In other words, according to the ONS, the UK manufacturing industry employed 1% more people over this four-year period to produce 12% less output. As I have repeatedly said, you do not have to be an economist or a company analyst to know this has to be wrong. No business I have ever encountered would behave like this, especially in an internationally ultra-competitive sector, which the manufacturing industry typically is. Much more likely is that this nonsense is the manifestation of a measurement problem and most likely of both employment and output.
Labour Market Data
Last week’s ONS labour market data update, amongst the blizzard of numbers, is another excellent example of what I think is going wrong with the data. According to the ONS’s Labour Force Survey (LFS), employment over the last twelve months to the end of Q2 has increased by 632,000, or by very close to 2% (there are approximately 34 million people in work in the UK).
Over the same period, according to its recently revised GDP data, output has increased by 1.4%. So, in summary, according to the ONS, UK businesses (and the public sector) have employed 2% more people to grow output by 1.4% over the twelve months to the end of Q2 2025. At the same time, according to the ONS, unemployment has increased by 257,000. Which therefore means that, according to the ONS, just under 900,000 people have joined the workforce over that same period, resulting in the participation rate climbing to 64%.



Another way to show what these data imply is to represent all this in the context of the employment rate (the percentage of the working-age population, aged 16-64, that is in paid employment), as shown below.

For completeness, the ONS says that unemployment is at 4.8% and the economic inactivity rate is 21%.
So, to summarise, according to the ONS, the employment rate in the UK is now just over 1% below the 55-year peak reached a couple of years ago and is now 2% higher than the highest employment rate achieved in the 46 years from 1970 through to 2016. Is this credible?

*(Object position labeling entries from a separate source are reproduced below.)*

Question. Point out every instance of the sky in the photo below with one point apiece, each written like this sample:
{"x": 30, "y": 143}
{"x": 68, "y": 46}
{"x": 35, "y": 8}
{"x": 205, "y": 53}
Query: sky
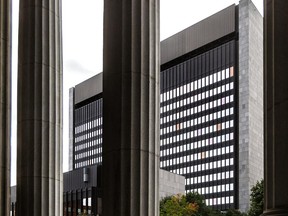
{"x": 82, "y": 22}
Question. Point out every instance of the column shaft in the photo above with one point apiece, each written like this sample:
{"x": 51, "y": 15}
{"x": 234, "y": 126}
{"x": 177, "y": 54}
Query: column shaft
{"x": 276, "y": 106}
{"x": 131, "y": 108}
{"x": 39, "y": 150}
{"x": 5, "y": 104}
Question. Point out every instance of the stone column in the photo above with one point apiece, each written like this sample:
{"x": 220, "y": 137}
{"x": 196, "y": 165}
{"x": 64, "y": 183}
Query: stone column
{"x": 39, "y": 150}
{"x": 5, "y": 104}
{"x": 131, "y": 108}
{"x": 276, "y": 106}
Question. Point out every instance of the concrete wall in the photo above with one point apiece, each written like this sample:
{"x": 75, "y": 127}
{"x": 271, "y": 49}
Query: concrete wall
{"x": 71, "y": 127}
{"x": 88, "y": 88}
{"x": 250, "y": 100}
{"x": 170, "y": 184}
{"x": 206, "y": 31}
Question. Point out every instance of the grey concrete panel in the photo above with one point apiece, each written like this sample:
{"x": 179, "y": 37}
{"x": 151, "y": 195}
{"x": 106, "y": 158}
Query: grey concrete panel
{"x": 202, "y": 33}
{"x": 170, "y": 184}
{"x": 276, "y": 116}
{"x": 71, "y": 126}
{"x": 250, "y": 104}
{"x": 39, "y": 149}
{"x": 89, "y": 88}
{"x": 5, "y": 104}
{"x": 131, "y": 108}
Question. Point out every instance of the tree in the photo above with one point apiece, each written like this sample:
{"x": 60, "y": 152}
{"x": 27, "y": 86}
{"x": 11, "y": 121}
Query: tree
{"x": 257, "y": 199}
{"x": 191, "y": 204}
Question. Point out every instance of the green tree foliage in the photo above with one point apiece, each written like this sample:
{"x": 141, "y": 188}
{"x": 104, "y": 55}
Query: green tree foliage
{"x": 257, "y": 199}
{"x": 191, "y": 204}
{"x": 234, "y": 212}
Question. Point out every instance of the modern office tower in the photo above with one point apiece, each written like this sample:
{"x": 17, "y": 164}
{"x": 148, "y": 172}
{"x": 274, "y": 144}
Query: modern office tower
{"x": 85, "y": 123}
{"x": 211, "y": 107}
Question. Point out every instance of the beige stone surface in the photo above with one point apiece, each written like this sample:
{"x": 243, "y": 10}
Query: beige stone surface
{"x": 276, "y": 106}
{"x": 39, "y": 151}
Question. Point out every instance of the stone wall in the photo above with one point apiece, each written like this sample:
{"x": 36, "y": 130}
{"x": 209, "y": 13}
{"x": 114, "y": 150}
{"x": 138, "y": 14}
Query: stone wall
{"x": 250, "y": 100}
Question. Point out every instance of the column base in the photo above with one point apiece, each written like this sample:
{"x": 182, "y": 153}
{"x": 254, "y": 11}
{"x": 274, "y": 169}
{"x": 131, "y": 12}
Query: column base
{"x": 275, "y": 212}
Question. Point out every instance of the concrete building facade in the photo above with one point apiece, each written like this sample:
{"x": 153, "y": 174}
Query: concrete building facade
{"x": 211, "y": 107}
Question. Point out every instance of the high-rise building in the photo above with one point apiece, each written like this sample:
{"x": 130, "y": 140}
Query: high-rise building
{"x": 211, "y": 107}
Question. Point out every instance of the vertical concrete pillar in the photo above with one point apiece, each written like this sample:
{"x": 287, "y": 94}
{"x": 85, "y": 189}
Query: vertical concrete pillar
{"x": 131, "y": 108}
{"x": 39, "y": 128}
{"x": 5, "y": 104}
{"x": 276, "y": 106}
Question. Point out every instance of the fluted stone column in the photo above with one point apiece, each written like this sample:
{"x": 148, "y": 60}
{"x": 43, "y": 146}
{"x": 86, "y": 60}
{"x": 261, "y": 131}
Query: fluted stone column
{"x": 39, "y": 151}
{"x": 5, "y": 104}
{"x": 131, "y": 108}
{"x": 276, "y": 107}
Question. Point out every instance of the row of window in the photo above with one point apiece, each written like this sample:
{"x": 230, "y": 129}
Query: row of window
{"x": 202, "y": 155}
{"x": 199, "y": 144}
{"x": 196, "y": 109}
{"x": 89, "y": 125}
{"x": 197, "y": 121}
{"x": 198, "y": 132}
{"x": 201, "y": 96}
{"x": 88, "y": 153}
{"x": 199, "y": 167}
{"x": 90, "y": 144}
{"x": 197, "y": 84}
{"x": 216, "y": 189}
{"x": 220, "y": 200}
{"x": 209, "y": 178}
{"x": 88, "y": 162}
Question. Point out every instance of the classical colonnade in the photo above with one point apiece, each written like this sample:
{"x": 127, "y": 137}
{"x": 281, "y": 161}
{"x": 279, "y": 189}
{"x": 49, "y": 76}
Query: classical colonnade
{"x": 131, "y": 64}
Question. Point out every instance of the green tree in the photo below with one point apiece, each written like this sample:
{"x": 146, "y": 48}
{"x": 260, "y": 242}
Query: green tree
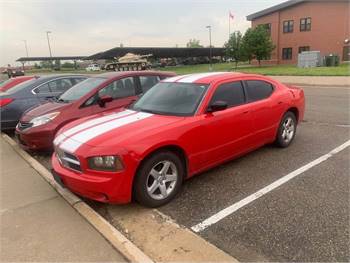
{"x": 193, "y": 43}
{"x": 233, "y": 47}
{"x": 257, "y": 44}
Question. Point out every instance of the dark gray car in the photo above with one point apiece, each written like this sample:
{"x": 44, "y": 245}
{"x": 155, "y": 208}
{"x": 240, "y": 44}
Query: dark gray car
{"x": 15, "y": 101}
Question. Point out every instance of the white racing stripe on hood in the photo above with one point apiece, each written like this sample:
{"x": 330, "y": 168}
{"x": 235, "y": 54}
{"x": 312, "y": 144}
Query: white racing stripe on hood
{"x": 195, "y": 77}
{"x": 71, "y": 144}
{"x": 89, "y": 124}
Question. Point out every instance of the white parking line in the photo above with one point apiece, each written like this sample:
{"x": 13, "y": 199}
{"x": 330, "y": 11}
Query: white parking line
{"x": 233, "y": 208}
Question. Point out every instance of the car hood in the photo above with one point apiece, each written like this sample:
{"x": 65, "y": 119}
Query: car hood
{"x": 104, "y": 130}
{"x": 42, "y": 109}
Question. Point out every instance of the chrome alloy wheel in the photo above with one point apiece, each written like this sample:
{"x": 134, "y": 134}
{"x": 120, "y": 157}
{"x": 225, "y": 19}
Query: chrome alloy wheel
{"x": 161, "y": 180}
{"x": 288, "y": 130}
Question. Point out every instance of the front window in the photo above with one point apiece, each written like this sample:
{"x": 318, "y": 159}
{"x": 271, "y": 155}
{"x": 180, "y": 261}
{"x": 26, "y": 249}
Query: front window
{"x": 168, "y": 98}
{"x": 81, "y": 89}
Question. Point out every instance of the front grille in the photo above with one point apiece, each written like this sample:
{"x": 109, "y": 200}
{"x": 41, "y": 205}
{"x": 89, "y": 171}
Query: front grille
{"x": 24, "y": 125}
{"x": 68, "y": 160}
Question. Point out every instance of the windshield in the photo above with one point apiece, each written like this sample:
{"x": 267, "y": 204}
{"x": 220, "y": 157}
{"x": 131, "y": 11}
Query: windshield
{"x": 5, "y": 82}
{"x": 20, "y": 86}
{"x": 81, "y": 89}
{"x": 180, "y": 99}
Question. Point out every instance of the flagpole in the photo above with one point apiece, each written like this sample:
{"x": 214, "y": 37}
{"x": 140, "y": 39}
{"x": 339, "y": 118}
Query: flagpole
{"x": 229, "y": 26}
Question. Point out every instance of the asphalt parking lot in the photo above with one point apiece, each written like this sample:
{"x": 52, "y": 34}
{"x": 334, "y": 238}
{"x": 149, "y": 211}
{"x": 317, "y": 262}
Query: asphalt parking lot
{"x": 304, "y": 219}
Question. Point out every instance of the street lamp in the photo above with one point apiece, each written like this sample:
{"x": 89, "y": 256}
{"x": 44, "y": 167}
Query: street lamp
{"x": 210, "y": 49}
{"x": 25, "y": 45}
{"x": 48, "y": 43}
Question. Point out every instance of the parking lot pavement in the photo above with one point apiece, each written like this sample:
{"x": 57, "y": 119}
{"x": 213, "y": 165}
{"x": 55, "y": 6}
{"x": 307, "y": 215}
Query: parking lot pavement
{"x": 37, "y": 224}
{"x": 305, "y": 219}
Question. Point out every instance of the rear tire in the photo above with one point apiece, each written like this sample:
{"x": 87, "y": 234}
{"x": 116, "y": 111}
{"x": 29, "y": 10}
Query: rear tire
{"x": 286, "y": 130}
{"x": 159, "y": 179}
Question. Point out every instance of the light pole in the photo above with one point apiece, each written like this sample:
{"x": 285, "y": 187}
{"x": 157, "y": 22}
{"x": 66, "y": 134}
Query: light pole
{"x": 210, "y": 49}
{"x": 48, "y": 43}
{"x": 25, "y": 45}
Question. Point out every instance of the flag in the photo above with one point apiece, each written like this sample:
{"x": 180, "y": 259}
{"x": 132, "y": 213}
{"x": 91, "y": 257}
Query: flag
{"x": 231, "y": 15}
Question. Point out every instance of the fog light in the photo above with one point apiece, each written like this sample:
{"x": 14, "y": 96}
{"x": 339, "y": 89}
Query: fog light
{"x": 105, "y": 163}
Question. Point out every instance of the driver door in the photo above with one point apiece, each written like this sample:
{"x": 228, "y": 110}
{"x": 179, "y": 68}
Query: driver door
{"x": 227, "y": 133}
{"x": 123, "y": 92}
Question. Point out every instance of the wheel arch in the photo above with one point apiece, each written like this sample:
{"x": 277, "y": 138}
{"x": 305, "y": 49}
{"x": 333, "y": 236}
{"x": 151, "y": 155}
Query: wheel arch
{"x": 175, "y": 148}
{"x": 295, "y": 111}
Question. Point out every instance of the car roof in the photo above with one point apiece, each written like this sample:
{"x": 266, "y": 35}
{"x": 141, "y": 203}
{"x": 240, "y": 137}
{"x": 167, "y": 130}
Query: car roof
{"x": 207, "y": 78}
{"x": 53, "y": 76}
{"x": 114, "y": 74}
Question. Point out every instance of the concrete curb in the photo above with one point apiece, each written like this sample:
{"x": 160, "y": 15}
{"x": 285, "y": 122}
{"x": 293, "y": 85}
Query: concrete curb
{"x": 116, "y": 238}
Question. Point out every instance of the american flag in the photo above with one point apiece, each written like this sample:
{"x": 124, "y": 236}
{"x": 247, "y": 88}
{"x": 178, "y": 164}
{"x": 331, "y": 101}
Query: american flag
{"x": 231, "y": 15}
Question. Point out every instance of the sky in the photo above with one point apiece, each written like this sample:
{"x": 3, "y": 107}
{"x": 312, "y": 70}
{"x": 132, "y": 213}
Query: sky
{"x": 87, "y": 27}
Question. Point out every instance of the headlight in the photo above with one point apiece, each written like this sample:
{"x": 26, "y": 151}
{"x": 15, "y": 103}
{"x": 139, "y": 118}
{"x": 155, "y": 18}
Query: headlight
{"x": 44, "y": 119}
{"x": 105, "y": 163}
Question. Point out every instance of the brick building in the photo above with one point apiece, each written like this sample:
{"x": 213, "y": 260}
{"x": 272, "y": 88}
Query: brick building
{"x": 303, "y": 25}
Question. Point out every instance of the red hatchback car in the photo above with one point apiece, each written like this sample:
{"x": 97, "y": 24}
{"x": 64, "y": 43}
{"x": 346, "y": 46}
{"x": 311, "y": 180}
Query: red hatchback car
{"x": 7, "y": 84}
{"x": 181, "y": 127}
{"x": 104, "y": 92}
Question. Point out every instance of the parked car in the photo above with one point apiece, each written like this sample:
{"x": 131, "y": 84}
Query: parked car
{"x": 7, "y": 84}
{"x": 15, "y": 101}
{"x": 182, "y": 126}
{"x": 104, "y": 92}
{"x": 93, "y": 67}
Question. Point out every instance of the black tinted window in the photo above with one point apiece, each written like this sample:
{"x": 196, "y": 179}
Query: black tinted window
{"x": 148, "y": 82}
{"x": 119, "y": 89}
{"x": 232, "y": 93}
{"x": 60, "y": 85}
{"x": 43, "y": 89}
{"x": 258, "y": 90}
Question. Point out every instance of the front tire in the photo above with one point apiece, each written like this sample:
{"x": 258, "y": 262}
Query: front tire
{"x": 286, "y": 130}
{"x": 159, "y": 179}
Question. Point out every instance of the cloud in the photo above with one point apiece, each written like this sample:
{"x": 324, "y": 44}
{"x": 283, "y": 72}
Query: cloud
{"x": 86, "y": 27}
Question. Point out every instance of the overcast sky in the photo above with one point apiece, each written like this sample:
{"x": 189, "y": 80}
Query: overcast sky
{"x": 87, "y": 27}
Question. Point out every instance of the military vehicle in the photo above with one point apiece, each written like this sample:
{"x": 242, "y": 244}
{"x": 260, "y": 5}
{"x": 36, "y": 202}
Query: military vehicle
{"x": 131, "y": 62}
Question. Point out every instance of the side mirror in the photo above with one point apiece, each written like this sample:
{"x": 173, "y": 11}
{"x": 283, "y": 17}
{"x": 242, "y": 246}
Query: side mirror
{"x": 103, "y": 100}
{"x": 218, "y": 105}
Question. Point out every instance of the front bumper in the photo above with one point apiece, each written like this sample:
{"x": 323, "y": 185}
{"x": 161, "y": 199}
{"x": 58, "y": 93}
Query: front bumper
{"x": 105, "y": 187}
{"x": 37, "y": 138}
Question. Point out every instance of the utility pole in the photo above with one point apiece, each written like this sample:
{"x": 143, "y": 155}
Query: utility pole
{"x": 25, "y": 45}
{"x": 210, "y": 49}
{"x": 48, "y": 43}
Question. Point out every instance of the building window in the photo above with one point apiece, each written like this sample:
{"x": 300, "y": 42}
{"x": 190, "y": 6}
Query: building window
{"x": 305, "y": 24}
{"x": 288, "y": 26}
{"x": 267, "y": 27}
{"x": 305, "y": 48}
{"x": 287, "y": 53}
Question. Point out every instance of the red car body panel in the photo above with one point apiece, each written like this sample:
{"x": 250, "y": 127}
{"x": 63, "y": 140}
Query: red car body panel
{"x": 41, "y": 137}
{"x": 205, "y": 139}
{"x": 14, "y": 81}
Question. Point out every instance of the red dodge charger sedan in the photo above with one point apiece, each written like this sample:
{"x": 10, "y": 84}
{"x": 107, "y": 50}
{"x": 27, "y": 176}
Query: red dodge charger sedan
{"x": 104, "y": 92}
{"x": 181, "y": 127}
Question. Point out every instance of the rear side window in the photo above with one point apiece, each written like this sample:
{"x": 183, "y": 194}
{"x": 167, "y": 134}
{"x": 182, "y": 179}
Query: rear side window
{"x": 42, "y": 89}
{"x": 258, "y": 90}
{"x": 232, "y": 93}
{"x": 119, "y": 89}
{"x": 148, "y": 82}
{"x": 60, "y": 85}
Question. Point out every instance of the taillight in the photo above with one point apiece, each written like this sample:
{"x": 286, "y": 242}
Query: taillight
{"x": 4, "y": 102}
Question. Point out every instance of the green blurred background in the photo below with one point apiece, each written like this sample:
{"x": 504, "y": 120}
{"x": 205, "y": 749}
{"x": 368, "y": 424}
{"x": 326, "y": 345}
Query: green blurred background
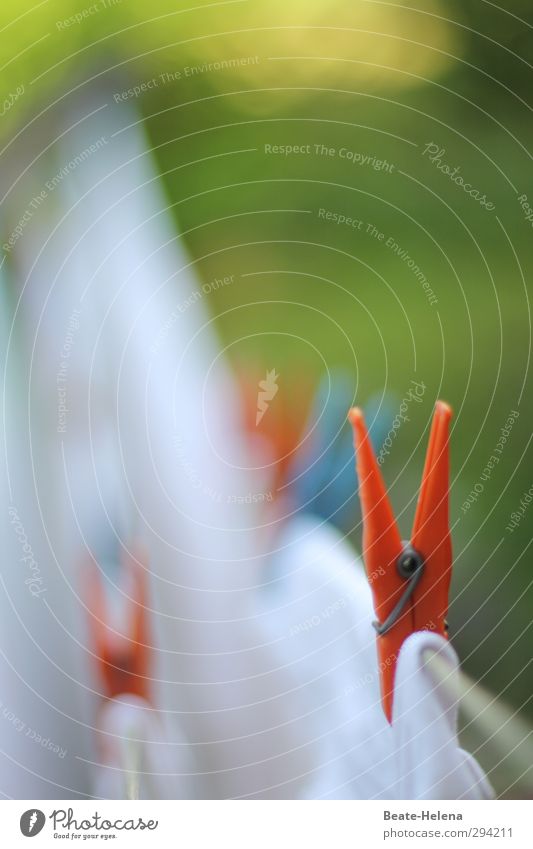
{"x": 383, "y": 80}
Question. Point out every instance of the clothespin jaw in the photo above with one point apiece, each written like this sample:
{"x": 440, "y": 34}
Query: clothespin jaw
{"x": 409, "y": 580}
{"x": 122, "y": 653}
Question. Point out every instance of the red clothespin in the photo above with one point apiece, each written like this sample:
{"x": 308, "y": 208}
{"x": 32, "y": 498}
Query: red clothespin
{"x": 122, "y": 653}
{"x": 409, "y": 580}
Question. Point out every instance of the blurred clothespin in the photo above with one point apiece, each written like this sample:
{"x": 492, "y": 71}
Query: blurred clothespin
{"x": 409, "y": 580}
{"x": 121, "y": 644}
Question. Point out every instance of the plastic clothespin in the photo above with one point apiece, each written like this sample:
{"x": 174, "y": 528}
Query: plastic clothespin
{"x": 409, "y": 580}
{"x": 122, "y": 652}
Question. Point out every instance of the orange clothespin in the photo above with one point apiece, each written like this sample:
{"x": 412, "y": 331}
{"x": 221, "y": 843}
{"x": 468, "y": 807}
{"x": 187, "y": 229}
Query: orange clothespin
{"x": 121, "y": 650}
{"x": 409, "y": 580}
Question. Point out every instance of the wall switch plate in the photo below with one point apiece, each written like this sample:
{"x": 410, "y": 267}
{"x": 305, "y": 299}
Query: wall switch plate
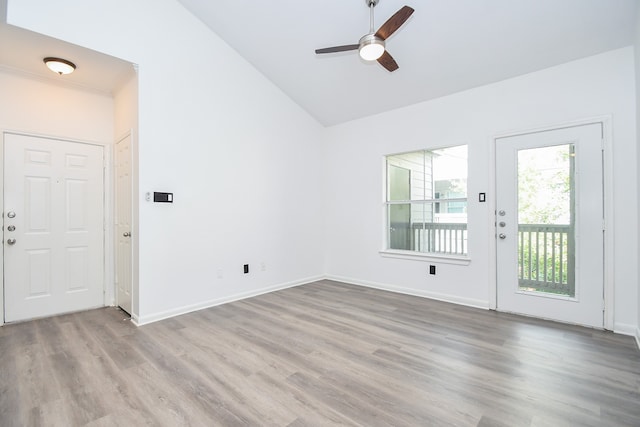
{"x": 162, "y": 197}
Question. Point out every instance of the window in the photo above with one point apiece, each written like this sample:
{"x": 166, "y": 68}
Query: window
{"x": 426, "y": 202}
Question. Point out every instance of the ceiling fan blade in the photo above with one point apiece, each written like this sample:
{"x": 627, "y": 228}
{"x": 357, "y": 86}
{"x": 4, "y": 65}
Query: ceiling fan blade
{"x": 388, "y": 62}
{"x": 394, "y": 22}
{"x": 338, "y": 48}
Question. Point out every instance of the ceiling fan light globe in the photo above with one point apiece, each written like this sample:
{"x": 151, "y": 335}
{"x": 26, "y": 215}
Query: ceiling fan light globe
{"x": 59, "y": 65}
{"x": 371, "y": 47}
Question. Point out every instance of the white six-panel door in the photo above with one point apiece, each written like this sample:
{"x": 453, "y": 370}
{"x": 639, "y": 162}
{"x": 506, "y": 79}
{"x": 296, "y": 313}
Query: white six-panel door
{"x": 53, "y": 226}
{"x": 123, "y": 224}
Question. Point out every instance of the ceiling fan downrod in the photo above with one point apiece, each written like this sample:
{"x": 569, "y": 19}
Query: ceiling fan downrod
{"x": 371, "y": 4}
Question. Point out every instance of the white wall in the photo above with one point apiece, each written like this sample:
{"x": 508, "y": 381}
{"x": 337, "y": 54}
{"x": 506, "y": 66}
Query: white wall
{"x": 587, "y": 88}
{"x": 637, "y": 69}
{"x": 239, "y": 156}
{"x": 38, "y": 106}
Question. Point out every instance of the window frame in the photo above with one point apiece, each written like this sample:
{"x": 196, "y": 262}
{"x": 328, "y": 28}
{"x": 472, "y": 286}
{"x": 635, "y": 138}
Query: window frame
{"x": 386, "y": 251}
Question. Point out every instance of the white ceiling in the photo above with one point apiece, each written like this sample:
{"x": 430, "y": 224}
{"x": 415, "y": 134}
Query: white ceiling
{"x": 445, "y": 47}
{"x": 23, "y": 51}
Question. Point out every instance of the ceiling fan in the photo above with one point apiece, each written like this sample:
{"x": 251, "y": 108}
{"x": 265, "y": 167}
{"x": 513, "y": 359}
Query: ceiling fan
{"x": 372, "y": 45}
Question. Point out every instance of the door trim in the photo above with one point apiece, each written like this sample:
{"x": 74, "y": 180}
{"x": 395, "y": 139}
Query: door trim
{"x": 134, "y": 231}
{"x": 607, "y": 171}
{"x": 108, "y": 279}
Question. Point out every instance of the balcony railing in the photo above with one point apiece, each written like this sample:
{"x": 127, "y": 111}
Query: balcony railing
{"x": 546, "y": 255}
{"x": 441, "y": 238}
{"x": 546, "y": 258}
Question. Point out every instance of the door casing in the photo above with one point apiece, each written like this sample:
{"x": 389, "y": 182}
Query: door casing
{"x": 108, "y": 211}
{"x": 607, "y": 171}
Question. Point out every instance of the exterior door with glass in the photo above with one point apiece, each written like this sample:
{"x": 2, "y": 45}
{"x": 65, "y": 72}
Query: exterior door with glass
{"x": 550, "y": 226}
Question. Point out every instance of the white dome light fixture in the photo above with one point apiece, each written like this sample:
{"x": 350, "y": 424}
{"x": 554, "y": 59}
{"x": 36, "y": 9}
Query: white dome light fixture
{"x": 59, "y": 66}
{"x": 371, "y": 47}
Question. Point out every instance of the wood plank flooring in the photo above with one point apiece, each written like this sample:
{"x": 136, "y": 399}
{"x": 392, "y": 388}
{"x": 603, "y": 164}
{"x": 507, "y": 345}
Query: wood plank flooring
{"x": 322, "y": 354}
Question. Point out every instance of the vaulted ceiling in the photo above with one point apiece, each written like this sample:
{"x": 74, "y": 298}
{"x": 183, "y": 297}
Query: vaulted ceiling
{"x": 445, "y": 47}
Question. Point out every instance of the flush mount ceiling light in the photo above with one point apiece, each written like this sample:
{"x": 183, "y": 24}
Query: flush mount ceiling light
{"x": 59, "y": 65}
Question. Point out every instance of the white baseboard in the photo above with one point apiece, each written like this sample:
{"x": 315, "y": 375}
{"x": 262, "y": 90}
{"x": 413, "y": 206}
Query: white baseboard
{"x": 624, "y": 329}
{"x": 145, "y": 320}
{"x": 415, "y": 292}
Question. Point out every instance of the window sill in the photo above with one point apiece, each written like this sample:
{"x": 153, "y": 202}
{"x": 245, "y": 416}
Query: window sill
{"x": 418, "y": 256}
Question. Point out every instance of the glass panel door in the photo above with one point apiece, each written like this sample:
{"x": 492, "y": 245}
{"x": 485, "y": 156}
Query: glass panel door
{"x": 546, "y": 218}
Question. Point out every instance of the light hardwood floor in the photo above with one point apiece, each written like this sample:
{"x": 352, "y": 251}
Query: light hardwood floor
{"x": 317, "y": 355}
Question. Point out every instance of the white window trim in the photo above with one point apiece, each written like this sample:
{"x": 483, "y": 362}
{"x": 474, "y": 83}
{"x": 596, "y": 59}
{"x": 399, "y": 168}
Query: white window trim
{"x": 415, "y": 255}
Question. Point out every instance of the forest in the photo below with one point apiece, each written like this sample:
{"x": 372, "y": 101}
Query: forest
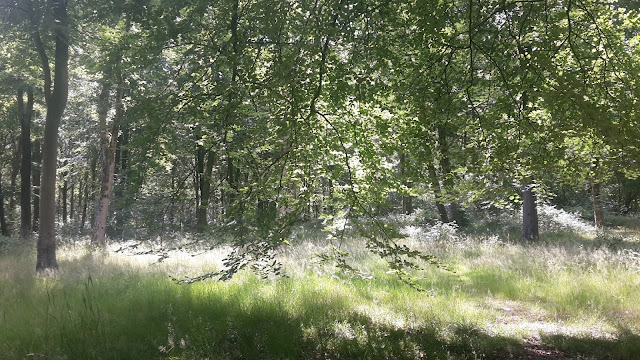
{"x": 329, "y": 179}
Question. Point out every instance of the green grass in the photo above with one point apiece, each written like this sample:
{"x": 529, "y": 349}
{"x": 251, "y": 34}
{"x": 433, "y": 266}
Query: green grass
{"x": 572, "y": 295}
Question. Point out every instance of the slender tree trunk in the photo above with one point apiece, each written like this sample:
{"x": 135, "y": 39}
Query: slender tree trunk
{"x": 25, "y": 169}
{"x": 205, "y": 192}
{"x": 407, "y": 200}
{"x": 123, "y": 212}
{"x": 449, "y": 185}
{"x": 109, "y": 144}
{"x": 35, "y": 178}
{"x": 529, "y": 212}
{"x": 435, "y": 184}
{"x": 4, "y": 229}
{"x": 64, "y": 191}
{"x": 108, "y": 165}
{"x": 85, "y": 197}
{"x": 71, "y": 202}
{"x": 56, "y": 102}
{"x": 90, "y": 190}
{"x": 598, "y": 215}
{"x": 15, "y": 171}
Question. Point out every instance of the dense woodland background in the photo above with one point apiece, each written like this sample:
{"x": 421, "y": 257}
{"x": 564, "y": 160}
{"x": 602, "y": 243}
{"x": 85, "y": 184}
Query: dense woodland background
{"x": 138, "y": 119}
{"x": 391, "y": 179}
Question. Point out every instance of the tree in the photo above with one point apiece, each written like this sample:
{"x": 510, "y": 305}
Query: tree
{"x": 56, "y": 100}
{"x": 25, "y": 115}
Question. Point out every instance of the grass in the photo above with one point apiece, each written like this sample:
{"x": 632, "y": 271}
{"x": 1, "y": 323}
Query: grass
{"x": 571, "y": 295}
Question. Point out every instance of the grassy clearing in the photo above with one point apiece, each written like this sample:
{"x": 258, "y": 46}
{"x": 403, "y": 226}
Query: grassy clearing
{"x": 572, "y": 295}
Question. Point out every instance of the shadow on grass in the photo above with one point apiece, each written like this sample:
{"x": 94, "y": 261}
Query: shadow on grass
{"x": 626, "y": 346}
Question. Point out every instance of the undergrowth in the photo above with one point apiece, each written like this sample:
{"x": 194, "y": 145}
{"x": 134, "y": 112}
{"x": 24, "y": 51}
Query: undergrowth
{"x": 573, "y": 292}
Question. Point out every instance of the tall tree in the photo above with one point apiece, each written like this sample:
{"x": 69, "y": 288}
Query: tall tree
{"x": 56, "y": 101}
{"x": 108, "y": 143}
{"x": 25, "y": 169}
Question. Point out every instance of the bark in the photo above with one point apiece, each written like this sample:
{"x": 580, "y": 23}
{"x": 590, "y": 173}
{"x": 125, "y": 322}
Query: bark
{"x": 529, "y": 212}
{"x": 64, "y": 192}
{"x": 407, "y": 200}
{"x": 25, "y": 168}
{"x": 85, "y": 197}
{"x": 598, "y": 215}
{"x": 449, "y": 185}
{"x": 35, "y": 178}
{"x": 4, "y": 229}
{"x": 437, "y": 191}
{"x": 108, "y": 145}
{"x": 15, "y": 171}
{"x": 89, "y": 190}
{"x": 71, "y": 202}
{"x": 205, "y": 191}
{"x": 56, "y": 100}
{"x": 123, "y": 212}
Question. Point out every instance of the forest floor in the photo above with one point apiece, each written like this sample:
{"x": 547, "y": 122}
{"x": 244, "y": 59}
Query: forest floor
{"x": 571, "y": 295}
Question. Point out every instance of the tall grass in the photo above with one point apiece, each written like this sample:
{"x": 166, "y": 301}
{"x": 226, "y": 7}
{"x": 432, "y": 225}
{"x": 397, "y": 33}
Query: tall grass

Not in my world.
Surely a peak employment rate would be associated with a booming economy. I know I am much more optimistic than consensus, but even I would say that the UK economy was far from booming. I also find it hard to reconcile this data with the huge increase in the student population over the last 30 years and the more recent significant increase in long-term sickness.

Very significantly, the ONS itself seems to agree that the LFS data on which these calculations depend is flawed. In an extraordinary admission this week in the labour market data release, the ONS frequently references the unreliability of the LFS data. For example:
“An increased volatility will remain in the LFS estimates for mid-2023 and throughout 2024, so we would advise additional caution when interpreting survey change measures.”
In another section, the ONS draws attention to the different measures of employment which it collates. The LFS is one, and this is the series used for productivity calculations and the one that the OBR uses. The ONS also looks at workforce jobs (WFJ) data which is based on a business survey (the LFS is based on a household survey) and covers employee jobs (the LFS also includes estimates of self-employment) and the HMRC PAYE Real Time Indicators data. (RTI data is derived from tax records, but also only covers payrolled employees)
Interestingly, the ONS says the RTI gives “a more reliable read on employees” and has shown a fall in nine of the last twelve months. In contrast, the LFS survey, as the chart below shows, has shown consistent increases over this same period. (Pale blue line)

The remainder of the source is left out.